3. Heirs don’t want the house: The loan balance is due after you die. The easiest way to pay is often to sell the house. If your loved ones plan to do that anyway, you may be in a better position than a family still living in the house (or with a strong emotional attachment to it).

4. You’re comfortable managing your own money: A reverse mortgage can provide a helpful supplemental source of cash or cover unexpected expenses. You need a solid plan to use loan funds wisely, and stay current on expenses like home insurance and property taxes.

A reverse mortgage gradually eats up your home equity, while providing you with a source of cash now. For some people, this can be part of a sensible financial plan. Jumping into a reverse mortgage to escape major financial trouble might backfire if you don’t have a clear sense of how you’ll use the proceeds and repay the loan.

How Does a Reverse Mortgage Work?

If you think a reverse mortgage could help you with your finances, here’s what you need to know to get started.

Reverse mortgage qualification requirements

In order to get a reverse mortgage, you need to meet these requirements:

# Be 62 years old or older
# The home must be your primary residence
# Own home outright or have a “considerable amount” of equity (over 50% is a good rule of thumb)
# Have no federal debt
# Be able to keep up with HOA fees, property taxes, and other home-related costs

Reverse mortgage interest rates

As with a traditional mortgage, you’ll need to pay closing costs and service fees. You don’t need to make monthly payments on a reverse mortgage, but there may be servicing fees throughout the duration of the loan. You may also pay off interest on a regular basis to keep it from accumulating too high.

Interest rates for HECM traditional loans (the most common type of reverse mortgage) typically fall between 4-5%.

How borrowers get the money

Borrowers usually have several options to choose from for how to access reverse mortgage funds:

# Lump sum
# Fixed monthly payments
# Line of credit
# Combination method (e.g., fixed monthly payments with an additional line of credit)

Talk to your prospective lender about what options are available for you. A financial advisor can also help you determine which method will be easiest for you to use wisely.

The maximum reverse mortgage value you can borrow is determined by a principal limit factor (PLF). The lender will calculate your PLF depending on age, credit, home value, and other factors.
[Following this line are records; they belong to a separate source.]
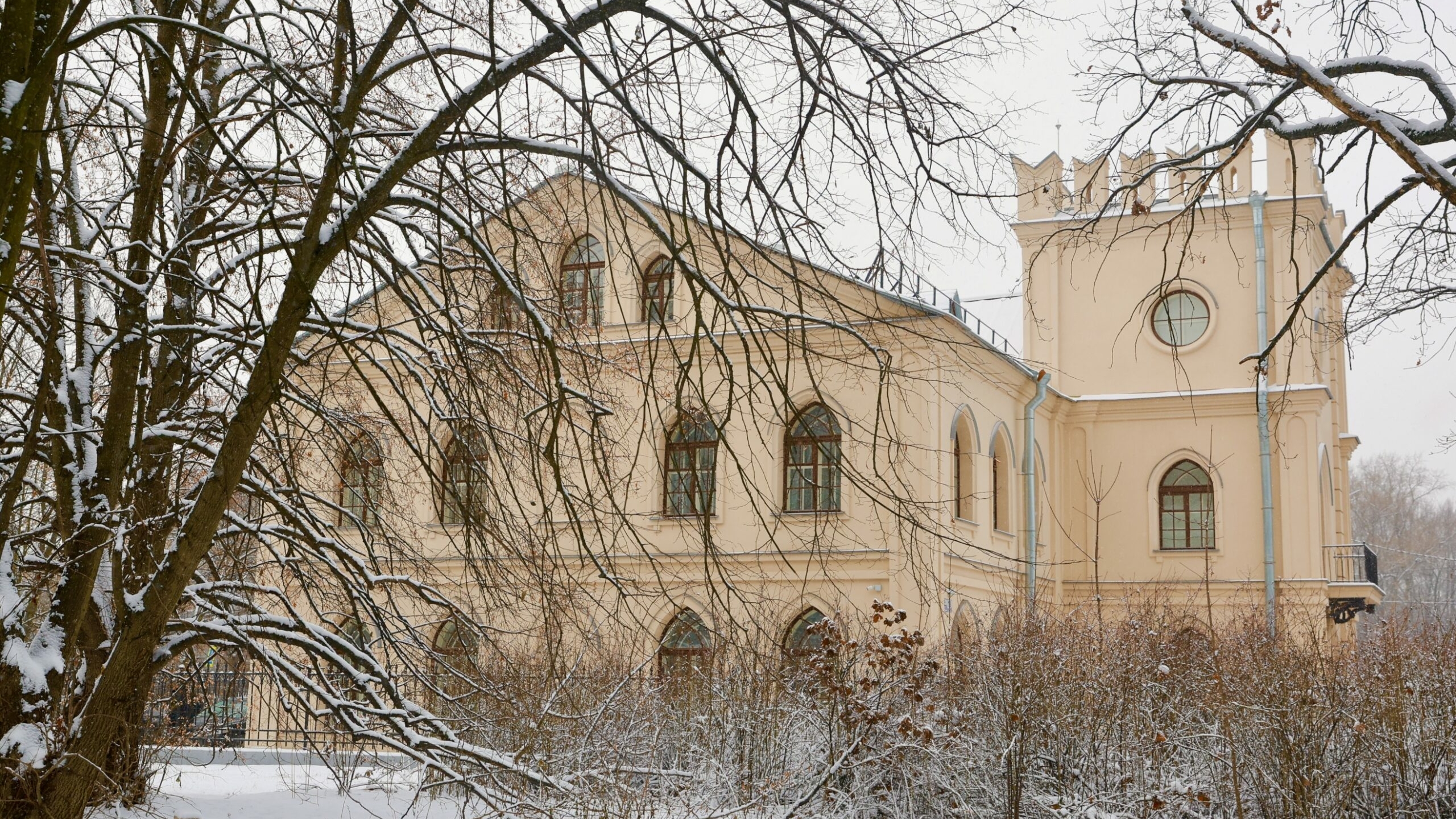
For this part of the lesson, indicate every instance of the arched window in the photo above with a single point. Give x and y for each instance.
(692, 464)
(362, 478)
(1186, 507)
(965, 630)
(453, 642)
(657, 291)
(801, 637)
(686, 644)
(812, 461)
(355, 631)
(965, 467)
(465, 489)
(455, 651)
(1001, 483)
(503, 308)
(581, 283)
Expect that the maximum equity you could borrow through a reverse mortgage is around 80%, and most people will be approved for a lower amount.
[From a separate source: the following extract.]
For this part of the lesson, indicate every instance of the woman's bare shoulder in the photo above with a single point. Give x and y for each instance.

How to pay back a reverse mortgage

A few circumstances can trigger your reverse mortgage loan to become due:

# Death of the borrower
# Sale of the house
# Borrower moves out of the house (home is no longer principal residence)
# Borrower falls behind on property taxes or other qualifying home expenses

Heirs are responsible for reverse mortgage debt to a certain extent. They have to get an appraisal within a set timeline. They are responsible for satisfying the loan balance with funds from your estate, or by selling the house (the lender may specify that the home has to sell for at least 95% of the appraisal value).
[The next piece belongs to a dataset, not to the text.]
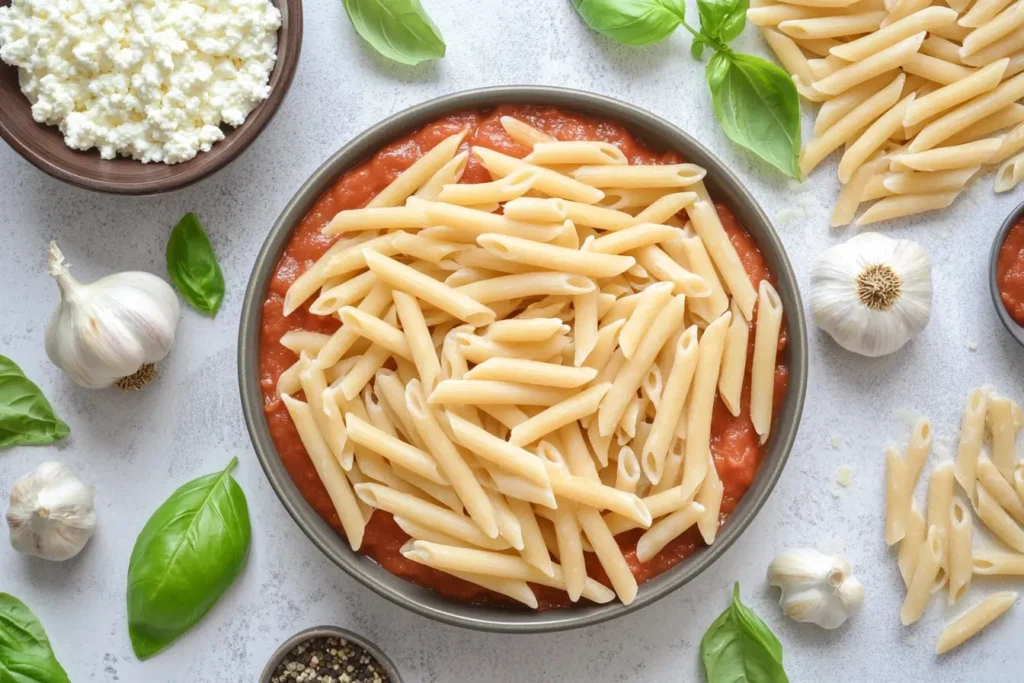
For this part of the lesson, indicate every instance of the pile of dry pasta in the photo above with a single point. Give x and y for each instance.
(559, 359)
(936, 548)
(921, 95)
If the heirs don’t follow these steps, the lender can typically start the foreclosure process after about 6 months.

Heirs are not responsible for paying reverse mortgage debt that exceeds the appraised value of the home. Reverse mortgages are a kind of non-recourse loan, meaning the FHA has to cover the extra cost if the loan exceeds the home’s value. So a reverse mortgage won’t sink your family into debt, although they may lose the house.

Reverse Mortgage Example

The best place to start looking for reverse mortgage options is through HUD. You can find more detailed information about requirements, loan amounts, and how to start an application. You can also explore these options:

# AAG: American Advisors Group is one of the most prominent reverse mortgage providers in the country.
# AARP: The American Association of Retired Persons offers guidance on home financing and other financial subjects for seniors.
# AIG: American International Group is a global insurance company that also offers home financing services.

Home financing is a significant decision. It’s always smart to start by talking with a professional to compare the benefits and risks of different financing paths.